J Chem Inf Model. 2024 May 13;64(9):3790-3798. doi: 10.1021/acs.jcim.4c00292. Epub 2024 Apr 22.
Machine learning has the potential to provide tremendous value to life sciences by providing models that aid in the discovery of new molecules and reduce the time for new products to come to market. Chemical reactions play a significant role in these fields, but there is a lack of high-quality open-source chemical reaction data sets for training machine learning models. Herein, we present ORDerly, an open-source Python package for the customizable and reproducible preparation of reaction data stored in accordance with the increasingly popular Open Reaction Database (ORD) schema. We use ORDerly to clean United States patent data stored in ORD and generate data sets for forward prediction, retrosynthesis, as well as the first benchmark for reaction condition prediction. We train neural networks on data sets generated with ORDerly for condition prediction and show that data sets missing key cleaning steps can lead to silently overinflated performance metrics. Additionally, we train transformers for forward and retrosynthesis prediction and demonstrate how non-patent data can be used to evaluate model generalization. By providing a customizable open-source solution for cleaning and preparing large chemical reaction data, ORDerly is poised to push forward the boundaries of machine learning applications in chemistry.

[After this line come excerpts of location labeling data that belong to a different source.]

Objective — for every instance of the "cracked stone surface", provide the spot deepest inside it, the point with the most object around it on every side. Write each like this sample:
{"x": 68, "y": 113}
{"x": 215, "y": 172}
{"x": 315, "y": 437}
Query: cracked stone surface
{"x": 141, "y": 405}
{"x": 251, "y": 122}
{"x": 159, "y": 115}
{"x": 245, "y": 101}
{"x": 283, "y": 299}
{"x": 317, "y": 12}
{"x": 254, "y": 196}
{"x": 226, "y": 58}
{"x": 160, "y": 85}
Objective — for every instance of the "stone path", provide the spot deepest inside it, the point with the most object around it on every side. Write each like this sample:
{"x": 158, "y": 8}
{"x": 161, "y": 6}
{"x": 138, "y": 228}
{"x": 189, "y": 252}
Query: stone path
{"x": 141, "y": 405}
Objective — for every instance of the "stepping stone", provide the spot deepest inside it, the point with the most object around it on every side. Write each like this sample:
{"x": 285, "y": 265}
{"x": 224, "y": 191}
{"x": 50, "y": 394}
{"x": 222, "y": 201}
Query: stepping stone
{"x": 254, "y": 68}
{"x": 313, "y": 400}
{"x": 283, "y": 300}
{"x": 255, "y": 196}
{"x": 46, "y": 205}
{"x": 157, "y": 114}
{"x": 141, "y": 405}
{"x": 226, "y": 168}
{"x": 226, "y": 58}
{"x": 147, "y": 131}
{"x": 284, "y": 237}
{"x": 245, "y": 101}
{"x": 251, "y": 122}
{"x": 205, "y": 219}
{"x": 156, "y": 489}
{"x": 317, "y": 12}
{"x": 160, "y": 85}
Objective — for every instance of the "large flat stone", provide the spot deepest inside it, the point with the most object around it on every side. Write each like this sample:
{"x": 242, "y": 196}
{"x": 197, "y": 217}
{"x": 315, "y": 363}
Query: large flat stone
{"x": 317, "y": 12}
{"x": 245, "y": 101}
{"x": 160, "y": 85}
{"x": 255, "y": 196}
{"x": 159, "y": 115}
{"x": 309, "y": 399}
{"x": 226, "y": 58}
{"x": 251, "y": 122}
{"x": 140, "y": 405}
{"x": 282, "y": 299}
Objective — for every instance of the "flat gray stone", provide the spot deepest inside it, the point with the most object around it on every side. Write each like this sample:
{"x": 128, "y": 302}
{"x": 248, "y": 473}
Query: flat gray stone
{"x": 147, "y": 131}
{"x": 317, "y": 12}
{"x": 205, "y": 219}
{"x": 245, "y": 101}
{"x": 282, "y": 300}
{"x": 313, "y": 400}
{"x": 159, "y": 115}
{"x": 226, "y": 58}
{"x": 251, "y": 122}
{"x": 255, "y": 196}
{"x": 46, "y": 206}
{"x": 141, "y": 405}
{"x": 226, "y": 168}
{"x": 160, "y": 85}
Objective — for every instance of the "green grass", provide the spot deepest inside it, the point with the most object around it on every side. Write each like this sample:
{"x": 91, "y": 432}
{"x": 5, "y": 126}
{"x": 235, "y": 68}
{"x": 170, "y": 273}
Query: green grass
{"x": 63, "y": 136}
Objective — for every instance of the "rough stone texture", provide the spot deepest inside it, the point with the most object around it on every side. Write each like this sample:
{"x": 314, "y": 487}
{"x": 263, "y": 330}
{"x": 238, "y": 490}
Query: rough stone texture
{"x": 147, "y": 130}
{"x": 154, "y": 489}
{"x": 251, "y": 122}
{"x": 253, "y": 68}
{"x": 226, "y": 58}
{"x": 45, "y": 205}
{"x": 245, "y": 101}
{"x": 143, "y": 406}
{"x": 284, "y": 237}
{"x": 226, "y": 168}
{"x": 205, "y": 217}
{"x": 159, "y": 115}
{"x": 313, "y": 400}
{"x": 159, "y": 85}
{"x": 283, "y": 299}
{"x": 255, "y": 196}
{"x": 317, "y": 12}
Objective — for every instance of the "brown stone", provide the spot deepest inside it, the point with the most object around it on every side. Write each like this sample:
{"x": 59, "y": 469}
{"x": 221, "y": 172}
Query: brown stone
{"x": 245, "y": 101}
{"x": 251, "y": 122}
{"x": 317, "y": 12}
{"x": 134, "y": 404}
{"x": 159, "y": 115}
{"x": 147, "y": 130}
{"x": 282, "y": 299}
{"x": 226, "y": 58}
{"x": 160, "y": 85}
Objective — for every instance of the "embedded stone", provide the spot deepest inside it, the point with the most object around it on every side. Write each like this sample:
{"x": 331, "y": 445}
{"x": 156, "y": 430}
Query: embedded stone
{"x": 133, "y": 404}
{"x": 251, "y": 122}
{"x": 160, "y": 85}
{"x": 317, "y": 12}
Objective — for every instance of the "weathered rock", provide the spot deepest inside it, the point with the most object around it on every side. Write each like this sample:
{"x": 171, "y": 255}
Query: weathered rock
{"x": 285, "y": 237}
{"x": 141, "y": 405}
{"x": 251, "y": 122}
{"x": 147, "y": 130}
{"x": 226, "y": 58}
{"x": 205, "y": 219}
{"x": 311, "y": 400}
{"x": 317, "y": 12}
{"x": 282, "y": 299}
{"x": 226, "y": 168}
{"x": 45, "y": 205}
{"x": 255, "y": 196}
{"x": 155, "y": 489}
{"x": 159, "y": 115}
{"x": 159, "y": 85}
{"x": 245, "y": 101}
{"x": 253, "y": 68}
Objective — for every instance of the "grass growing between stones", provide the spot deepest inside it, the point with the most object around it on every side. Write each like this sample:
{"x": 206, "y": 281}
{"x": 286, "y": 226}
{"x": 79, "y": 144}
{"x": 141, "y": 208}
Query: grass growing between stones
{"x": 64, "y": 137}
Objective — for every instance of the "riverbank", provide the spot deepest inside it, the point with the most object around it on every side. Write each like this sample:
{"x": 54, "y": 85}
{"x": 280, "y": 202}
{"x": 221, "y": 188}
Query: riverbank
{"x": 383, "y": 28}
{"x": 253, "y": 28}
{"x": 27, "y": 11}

机器学习通过提供有助于发现新分子并减少新产品推向市场所需时间的模型,有可能为生命科学提供巨大的价值。化学反应在这些领域中起着重要的作用,但缺乏用于训练机器学习模型的高质量开源化学反应数据集。在此,我们提出了 ORDerly,这是一个用于根据日益流行的开放反应数据库 (ORD) 模式可定制和可重复制备反应数据的开源 Python 包。我们使用 ORDerly 清理存储在 ORD 中的美国专利数据,并生成用于正向预测、反合成以及反应条件预测的第一个基准数据集。我们使用 ORDerly 生成的数据集训练神经网络进行条件预测,并表明缺少关键清理步骤的数据集可能导致性能指标被静默地夸大。此外,我们还针对正向和反合成预测训练了转换器,并展示了如何使用非专利数据评估模型泛化能力。通过为清理和准备大型化学反应数据提供可定制的开源解决方案,ORDerly 有望推动机器学习在化学中的应用边界。